The mining process is fairly straightforward. Big shovels scoop large volumes of oil-laden sand (API number 8, the “bitumen”) into gigantic loaders. The loaders haul the rock to a crusher. The crushed rock goes to a washing bin, kind of like your washing machine at home except it’s the size of a high-rise office building.
The Syncrude operation washes the bitumen off the sand using naphtha. Then it separates the bitumen, recovers the naphtha for reuse and takes the clean sand (and it’s clean) and replaces it in a previously mined pit.
The process uses a lot of water, but not as much as the horror stories you might hear about “draining the rivers” of northern Canada. Each barrel of water is recycled about 18 times.
The process uses a large amount of natural gas, but not as much as you may have heard (like “all the natural gas of northern Canada”). Pretty much everything about the operation is built with cogeneration in mind, so the company continuously recovers the heat at each stage. That natural gas goes a long way.
If it takes, say, five years to dig a pit, and then it may take five or more years to fill it back up with sand during the restoration process. Syncrude’s goal is to handle the rock as little as possible.
Eventually, Syncrude returns the land to original grade, although the company has some artistic license with the contours. It covers the land with the original topsoil, which has been in cold storage (northern Alberta; it’s cold up there for 10 months of the year). Then it replants trees, and that’s saying something, because the growing season is less than two months. It takes 80 years for your basic spruce tree to reach maturity.
There’s even a new water table, despite the disturbance of the land.
Where Things Now Stand
So at this stage, after 30 years or so of mining (with about 80 years to go, at current rates of extraction), Syncrude has come to a point of delivering 350,000 barrels of synthetic crude oil per day. It takes the 8-API bitumen and upgrades it to oil that’s competitive with West Texas Light. Then it delivers it to the JV members, for whatever use the owners want to make of it.
Along the way, the Syncrude process removes the sulfur, so it’s sulfur free (refiners like that). In fact, there’s a mass of sulfur up at Syncrude that’s about the size of the step pyramid at Saqqara, Egypt. And along the way, Syncrude sells the sulfur to the chemical industry.
The former Syncrude mine is about 3.5 miles square, and formerly about 200 feet deep.

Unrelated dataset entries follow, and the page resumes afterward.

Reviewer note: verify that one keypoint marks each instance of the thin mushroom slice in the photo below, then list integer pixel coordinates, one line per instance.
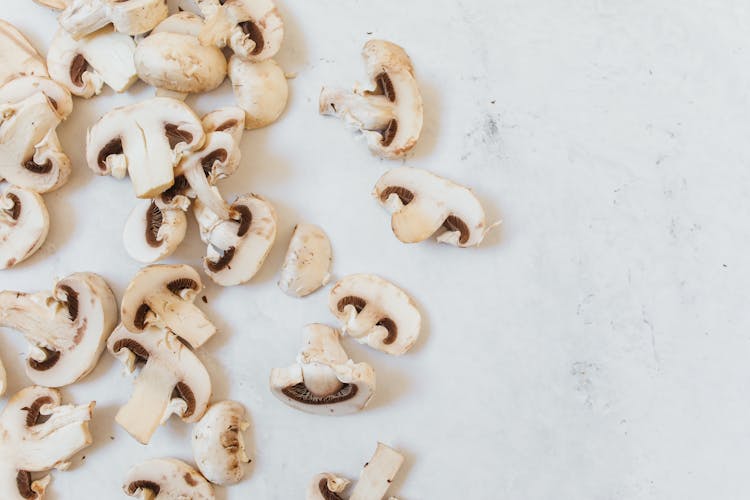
(65, 328)
(324, 380)
(376, 312)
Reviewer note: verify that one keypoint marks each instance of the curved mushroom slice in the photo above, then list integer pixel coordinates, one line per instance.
(38, 434)
(307, 265)
(376, 312)
(390, 115)
(66, 328)
(324, 380)
(421, 203)
(167, 478)
(172, 381)
(83, 66)
(24, 223)
(218, 444)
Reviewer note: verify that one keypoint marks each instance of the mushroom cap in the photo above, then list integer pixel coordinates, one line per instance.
(421, 203)
(376, 312)
(167, 479)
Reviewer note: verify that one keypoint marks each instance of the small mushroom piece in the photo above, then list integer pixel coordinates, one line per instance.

Now it’s restored to grade, with trees growing and a herd of 300 wood bison grazing.
For the cynics out there, the SterlingAccount would say that it’s not some environmental Potemkin village, because you can’t fake a replanted forest of 25-year-old trees. You can’t fake a 300-bison herd. Not on a former mine site 3.5 miles square.
Sure, there are still issues about land disturbance, settling ponds, water usage, gas usage and myriad of other things that come up when you’re spending billions of dollars on a major mining effort. But Syncrude has built its business model around dealing with the “other” issues, and not just moving oil sands and recovering oil products. Don’t underestimate the ability of the Alberta government to regulate its energy producers. This is a long way from Appalachia.
Meanwhile, we’re talking about literally billions of barrels of bitumen (or oil equivalent) that the process makes available to the North American marketplace. And if the U.S. wants to get onto its environmental high horse about the source of the hydrocarbons from the oil sands — and tax or ban their importation — there are other buyers in the world. Like the Chinese, who have racked up many frequent flyer miles on their treks to Fort McMurray.